Nantes 14 novembre 2015

 

Marseille (France). Le 5 novembre, des migrant-es et solidaires ont brièvement occupé la Plateforme Asile des Bouches du Rhône avant de se faire sortir par la police, pour protester contre les conditions de traitement des demandes. Source

Marseille quartier de la plaine 8 novembre 2015

Saint-Jean-du-Gard/Cévennes (France). Appel à la création du collectif Cévennes sans frontières :

Nous sommes quelques individus à nous réunir et nous organiser en soutien avec les exilé.e.s et contre les frontières…

Nous sommes contre les frontières et leur gestion militaire. Des barbelés gardés par l’armée aux camps de tri et d’identification, des déportations aux centres de rétentions, des rafles aux tribunaux, l’Europe mène une guerre contre les exilé.e.s.

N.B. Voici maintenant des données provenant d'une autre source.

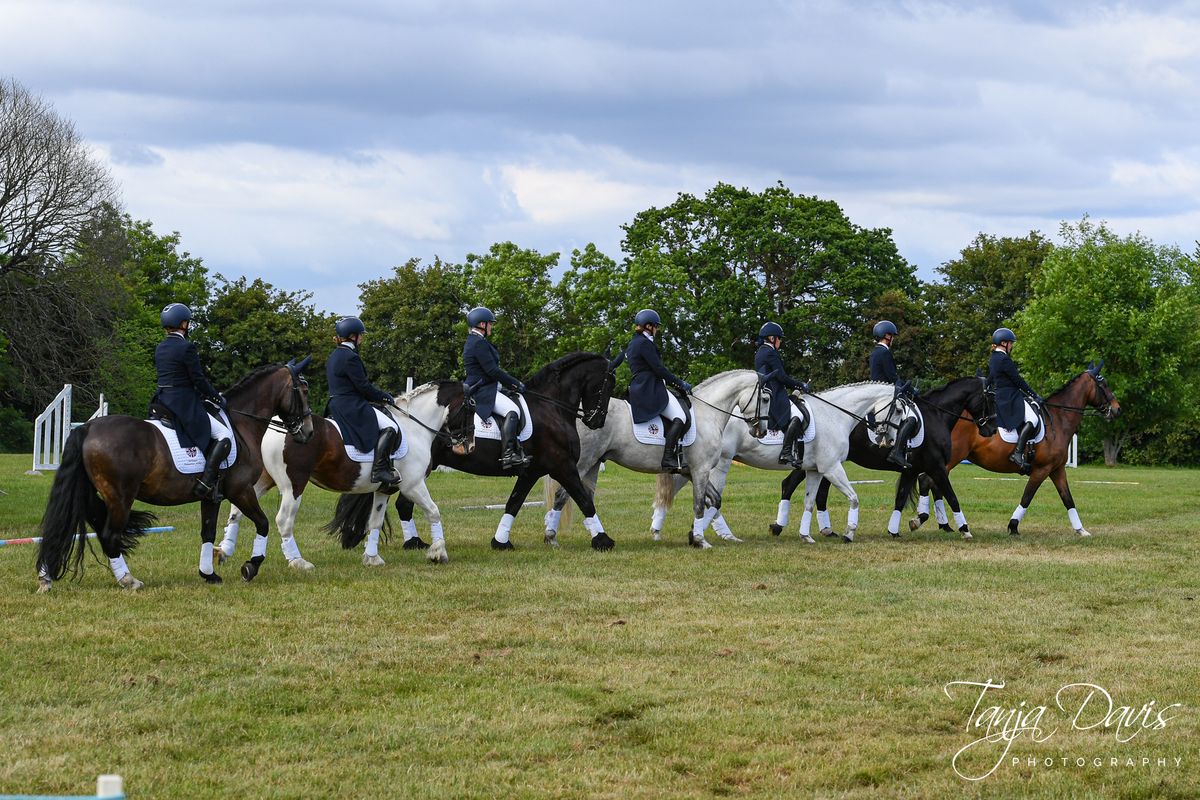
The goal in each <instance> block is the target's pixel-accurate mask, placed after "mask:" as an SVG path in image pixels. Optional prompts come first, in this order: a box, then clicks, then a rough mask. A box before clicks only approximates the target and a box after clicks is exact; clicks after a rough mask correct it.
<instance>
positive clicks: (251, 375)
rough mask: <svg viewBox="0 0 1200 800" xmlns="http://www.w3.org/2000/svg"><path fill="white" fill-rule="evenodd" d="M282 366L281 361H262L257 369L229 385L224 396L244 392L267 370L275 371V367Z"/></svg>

Nous sommes contre la distinction opérée entre « réfugiés » et « migrants économiques ». Les États et les associations humanitaires instaurent cette différenciation en établissant un classement arbitraire entre les “bons” migrants à accueillir et les “mauvais” à expulser, ce qui justifie la répression et les déportations. Des papiers pour les uns, les menottes pour les autres ?

Nous sommes solidaires et nous souhaitons nous organiser avec les exilé.e.s, lutter contre les frontières et affirmer ensemble la liberté de circulation et d’installation pour tous. Nous pensons que chacune des actions qui permet à des personnes de passer un contrôle, d’échapper à une rafle ou à une expulsion, de s’installer pour mener une nouvelle vie participe à élargir les brèches des murs qui séparent les peuples. Nous ne voulons pas que notre rôle se limite à des opérations de charité. Nous sommes libres d’accueillir les richesses de ce monde.

Si les Cévennes sont géographiquement éloignées des points de crispation (comme Vintimille, Calais ou Marseille), les frontières se matérialisent partout. Des exilé.e.s sont déporté.e.s et enfermé.e.s dans des centres de rétention comme à Nîmes. Aux alentours d’Alès, des familles expulsées des centres d’hébergement sont accueillies par des personnes solidaires.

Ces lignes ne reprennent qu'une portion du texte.